The semiconductor integrated circuit (IC) industry has experienced rapid growth. Technological advances in IC materials and design have produced generations of ICs where each new generation has smaller and more complex circuits than the previous generation. However, these advances have increased the complexity of processing and manufacturing ICs and, for these advances to be realized, similar developments in IC processing and manufacturing are needed. In the course of integrated circuit evolution, there has been an increase in functional density (the number of interconnected devices per chip area) and a decrease in geometric size (the smallest component or line that can be created using a fabrication process). This scaling-down process generally provides benefits by increasing production efficiency and lowering associated costs.

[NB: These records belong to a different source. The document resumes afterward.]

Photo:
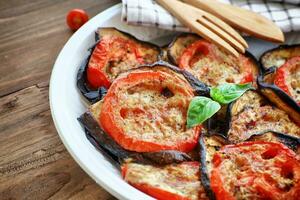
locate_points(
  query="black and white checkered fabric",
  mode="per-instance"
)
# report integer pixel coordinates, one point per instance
(285, 13)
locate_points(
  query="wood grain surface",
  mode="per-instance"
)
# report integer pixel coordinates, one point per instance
(34, 164)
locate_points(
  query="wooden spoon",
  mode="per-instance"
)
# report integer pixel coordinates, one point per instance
(206, 25)
(246, 21)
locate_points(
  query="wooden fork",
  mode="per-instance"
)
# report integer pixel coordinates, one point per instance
(245, 20)
(206, 25)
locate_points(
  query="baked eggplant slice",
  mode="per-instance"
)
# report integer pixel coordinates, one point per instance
(209, 145)
(273, 136)
(280, 79)
(115, 152)
(252, 114)
(164, 54)
(255, 170)
(170, 182)
(279, 55)
(148, 106)
(179, 44)
(210, 64)
(200, 89)
(114, 52)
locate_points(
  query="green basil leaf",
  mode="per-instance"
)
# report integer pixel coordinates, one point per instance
(200, 109)
(229, 92)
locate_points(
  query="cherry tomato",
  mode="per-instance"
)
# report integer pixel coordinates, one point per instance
(76, 18)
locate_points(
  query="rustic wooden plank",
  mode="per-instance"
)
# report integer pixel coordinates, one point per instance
(33, 162)
(32, 33)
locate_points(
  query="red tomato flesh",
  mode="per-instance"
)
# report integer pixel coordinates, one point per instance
(287, 78)
(214, 67)
(111, 56)
(139, 117)
(76, 18)
(170, 182)
(255, 170)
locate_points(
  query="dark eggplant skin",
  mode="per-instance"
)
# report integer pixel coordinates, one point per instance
(266, 84)
(282, 52)
(119, 155)
(178, 44)
(94, 95)
(221, 123)
(273, 136)
(252, 99)
(208, 144)
(182, 41)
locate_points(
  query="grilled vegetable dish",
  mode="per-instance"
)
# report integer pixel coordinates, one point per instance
(280, 78)
(198, 128)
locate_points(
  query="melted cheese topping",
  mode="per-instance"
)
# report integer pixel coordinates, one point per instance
(151, 116)
(253, 121)
(153, 109)
(181, 179)
(293, 82)
(220, 69)
(242, 169)
(125, 54)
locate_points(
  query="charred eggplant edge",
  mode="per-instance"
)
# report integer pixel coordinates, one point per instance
(118, 155)
(280, 47)
(170, 57)
(288, 140)
(281, 95)
(97, 38)
(200, 89)
(228, 117)
(205, 180)
(81, 81)
(174, 62)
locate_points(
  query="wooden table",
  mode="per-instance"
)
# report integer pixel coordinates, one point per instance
(34, 164)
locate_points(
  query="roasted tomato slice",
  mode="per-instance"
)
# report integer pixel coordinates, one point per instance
(256, 170)
(212, 66)
(287, 78)
(111, 56)
(170, 182)
(146, 111)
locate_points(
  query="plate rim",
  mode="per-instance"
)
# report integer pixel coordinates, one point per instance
(112, 190)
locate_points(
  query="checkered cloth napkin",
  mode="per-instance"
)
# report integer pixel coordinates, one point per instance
(285, 13)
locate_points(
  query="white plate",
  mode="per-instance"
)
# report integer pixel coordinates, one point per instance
(67, 105)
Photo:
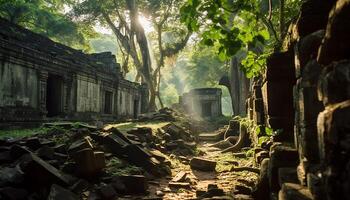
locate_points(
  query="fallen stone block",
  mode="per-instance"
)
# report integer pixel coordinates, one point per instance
(292, 191)
(33, 143)
(59, 193)
(46, 152)
(107, 192)
(11, 176)
(10, 193)
(80, 186)
(5, 157)
(17, 151)
(202, 164)
(89, 163)
(280, 156)
(60, 148)
(287, 175)
(80, 145)
(131, 184)
(43, 173)
(179, 177)
(178, 185)
(242, 189)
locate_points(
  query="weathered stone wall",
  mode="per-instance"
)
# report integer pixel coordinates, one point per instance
(202, 102)
(18, 86)
(40, 79)
(312, 161)
(88, 95)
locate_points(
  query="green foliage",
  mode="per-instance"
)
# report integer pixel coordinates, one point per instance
(253, 65)
(232, 26)
(118, 167)
(196, 66)
(47, 17)
(104, 43)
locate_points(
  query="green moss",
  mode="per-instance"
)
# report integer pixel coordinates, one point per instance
(19, 133)
(118, 167)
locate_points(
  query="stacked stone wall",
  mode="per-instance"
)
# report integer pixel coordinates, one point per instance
(306, 90)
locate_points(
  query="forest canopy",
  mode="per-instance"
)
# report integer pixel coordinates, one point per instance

But scaling down presents challenges as well. For instance, as geometric size and critical dimension (CD) have decreased, it has become more difficult to obtain optimal photolithography results. Lithography tools have generally kept up with the scaling down trend by moving to light sources in the deep ultraviolet spectrum, but problems arise when smaller wavelength light is used to expose current photoresist materials. For example, when a lithography tool's depth of focus is smaller than the thickness of the layer of photoresist to be exposed, only a portion of the layer is actually exposed. Non-uniform exposure of a layer of photoresist may lead to non-uniform etch patterns and etch bias, ultimately degrading device performance.
Techniques to compensate for inadequate depth of focus have been devised and are generally adequate for their intended purpose, but they are not entirely satisfactory. For example, some suffer from problems such as unacceptable critical dimension variation (also known as “tiger skin”).